There is a need to apply the same engineering rigor to modeling data in transit (e.g. data in web services messages). The XML Schema specification became a W3C Recommendation more than 9 years ago and I think there is now enough implementation experience to start building consensus around a set of XML Schema Design Patterns. The latter should address the following issues:

  1. Usability: the factors that affect the ability of an average developer to quickly learn and use an XML schema in a software development project
  2. Component Reusability
  3. Web services cross-platform interoperability constraints. Some of those constraints are defined by the WS-I Basic Profile
  4. Issues surrounding the use of XML databinding tools such as JAXB. This is particularly important since developers use those tools for code generation in creating web services applications. It is well known that existing databinding tools do not provide adequate support for all XML Schema language features
  5. Ability to manipulate instances with XML APIs such as StAX
  6. Schema extensibility, versioning, and maintainability.

These design patterns should be packaged into a Naming and Design Rules (NDR) document to ensure a consistent and proven approach to developing future XML vocabularies for the healthcare domain.

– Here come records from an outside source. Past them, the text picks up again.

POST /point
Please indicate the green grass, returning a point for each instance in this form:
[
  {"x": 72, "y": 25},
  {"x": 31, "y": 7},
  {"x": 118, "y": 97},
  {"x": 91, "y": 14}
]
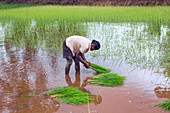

The XML Schema 1.1 specification is currently a W3C Candidate Recommendation. It defines new features such as conditional type assignments and assertions which allow schema developers to consolidate structural and business rules constraints into a single schema. This could help alleviate some of the pain associated with the multiple layers of Schematron constraints currently specified by HITSP C32, IHE PCC, and the HL7 CCD (sometimes referred to as the "HITSP Onion"). Saxon supports some of these new features.

Developing Standards the Way We Develop Software

The final point I'd like to make is that we should start creating healthcare standards the same way we develop software. I am a proponent of agile development methodologies such as Extreme Programming and Scrum. These methodologies are based on practices such as user stories, iteration (sprint) planning, unit test first, refactoring, continuous integration, and acceptance testing. Agile programming helps create better software and I believe it can help create better healthcare standards as well.